The consumer app was developed for Android in Android Studio.
Challenges we ran into
We initially had a very, very hard time getting Android Studio up and running. None of us had ever written a mobile application before, and failing our way through the learning process took some time. While we did end up learning a lot, it felt like a lot of time was wasted to strange versioning issues that no one could quite explain to us.
The plan had been to build a pair of Doots to better demonstrate the technology, but apparently all but one of the 433 MHz Transceivers were “snagged” before parts checkout even began. This meant we had to spend some extra cycles figuring out how best to demo our single sensor, though I am sure it saved us time on construction and assembly.
We also had some issues reading data from our proximity sensors for a while, but it turned out just to be noise on the line due to a faulty connection. This really highlights what we found to be one of the hardest parts of embedded systems development: you can’t always count on the hardware to work when trying to debug your software.
Accomplishments that we’re proud of
We put serious effort in to making our final proof of concept hardware as robust as possible. We are extremely proud of how reliable our device is, how professional it looks, and how solid it feels. We have all worked on some brittle hardware hacks in the past, and decided as a team to do things right this time.
We are also proud of the performance we were able to eek out of the hardware we had access to. Once we got the MVP up and running, we just kept optimizing until we were happy. As one example, one of our team members ran the numbers and built antennas for our generic transmitter/receiver combo and literally tripled our range.

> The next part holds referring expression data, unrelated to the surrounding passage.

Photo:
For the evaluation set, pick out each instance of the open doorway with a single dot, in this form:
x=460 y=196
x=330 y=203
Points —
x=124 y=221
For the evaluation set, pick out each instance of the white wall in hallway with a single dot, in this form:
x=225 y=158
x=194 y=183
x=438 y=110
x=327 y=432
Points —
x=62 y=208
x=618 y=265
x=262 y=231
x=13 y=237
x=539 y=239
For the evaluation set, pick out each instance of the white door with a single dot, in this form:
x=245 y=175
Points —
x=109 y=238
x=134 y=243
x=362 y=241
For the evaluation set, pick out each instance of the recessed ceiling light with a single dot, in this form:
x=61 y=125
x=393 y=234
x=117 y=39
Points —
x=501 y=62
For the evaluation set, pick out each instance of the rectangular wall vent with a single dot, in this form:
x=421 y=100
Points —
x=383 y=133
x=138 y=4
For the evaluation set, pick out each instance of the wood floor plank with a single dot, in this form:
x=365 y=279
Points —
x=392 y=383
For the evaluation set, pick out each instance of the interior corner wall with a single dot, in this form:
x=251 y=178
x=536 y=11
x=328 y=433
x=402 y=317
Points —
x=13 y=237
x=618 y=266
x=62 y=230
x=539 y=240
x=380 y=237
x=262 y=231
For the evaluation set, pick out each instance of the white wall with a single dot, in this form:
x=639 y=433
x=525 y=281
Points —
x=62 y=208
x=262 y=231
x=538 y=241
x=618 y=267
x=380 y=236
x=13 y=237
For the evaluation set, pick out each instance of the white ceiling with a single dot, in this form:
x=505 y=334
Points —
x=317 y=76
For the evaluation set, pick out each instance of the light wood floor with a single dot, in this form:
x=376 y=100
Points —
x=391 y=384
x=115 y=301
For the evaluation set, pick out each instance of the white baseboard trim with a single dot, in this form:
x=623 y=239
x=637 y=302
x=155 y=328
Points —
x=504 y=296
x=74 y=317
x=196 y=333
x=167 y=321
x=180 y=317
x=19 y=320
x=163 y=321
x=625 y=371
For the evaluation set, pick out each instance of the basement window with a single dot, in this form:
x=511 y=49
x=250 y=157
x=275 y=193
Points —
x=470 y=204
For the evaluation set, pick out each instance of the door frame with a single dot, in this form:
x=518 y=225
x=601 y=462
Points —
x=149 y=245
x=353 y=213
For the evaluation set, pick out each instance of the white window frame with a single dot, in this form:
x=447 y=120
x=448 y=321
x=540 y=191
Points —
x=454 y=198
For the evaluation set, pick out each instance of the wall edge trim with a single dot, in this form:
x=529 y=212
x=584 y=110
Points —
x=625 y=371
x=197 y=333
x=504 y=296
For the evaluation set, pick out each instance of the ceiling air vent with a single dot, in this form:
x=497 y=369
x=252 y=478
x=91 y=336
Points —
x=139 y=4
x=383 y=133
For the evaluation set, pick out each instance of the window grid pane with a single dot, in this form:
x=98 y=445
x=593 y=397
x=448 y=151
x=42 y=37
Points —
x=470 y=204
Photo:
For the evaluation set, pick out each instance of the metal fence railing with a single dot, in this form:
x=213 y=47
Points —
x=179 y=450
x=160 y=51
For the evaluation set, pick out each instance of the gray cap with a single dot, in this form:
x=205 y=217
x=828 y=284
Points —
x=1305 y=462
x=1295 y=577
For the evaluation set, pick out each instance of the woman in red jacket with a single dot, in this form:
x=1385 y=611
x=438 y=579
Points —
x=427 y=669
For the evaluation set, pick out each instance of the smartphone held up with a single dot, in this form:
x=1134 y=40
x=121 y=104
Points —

Finally, we are definitely pleased with how our mobile app turned out. It isn’t anything fancy, but it is far, far better than we were hoping given the complete lack of app development experience on our team. Which leads quite nicely in to the next section…
What we learned
All of the team members are big fans of Google, but I think we all learned a lot about their ecosystem. This was the first time developing a mobile app for everyone on the team, and we dug pretty deep into the Google Maps API as well. I know Jared is excited to continue exploring mobile software development in the future.
What’s next for Live Park
The most obvious first step for Live Park would be to acquire more specialized hardware for building our Doots. We only use a tiny fraction of the bandwidth available on the radios provided at the Hackathon, and the proximity sensors require a break in the face of the otherwise water-proof casing. Different radio technology would use far less power while still having much better range, and anisotropic magnetoresistance sensors would let us detect cars based on their magnetic field alone. Additionally, burning all of the application logic and components onto a single SoC board would greatly reduce the size of the final product.
Another obvious fast follow would be an iOS brother to our Android App. And shortly after, CarPlay and Android Auto versions as well.
Finally, the strategic play would arguably be the most important. Finding the right deals and partnerships (think Park Mobile) would help our technology get adopted as quickly as possible.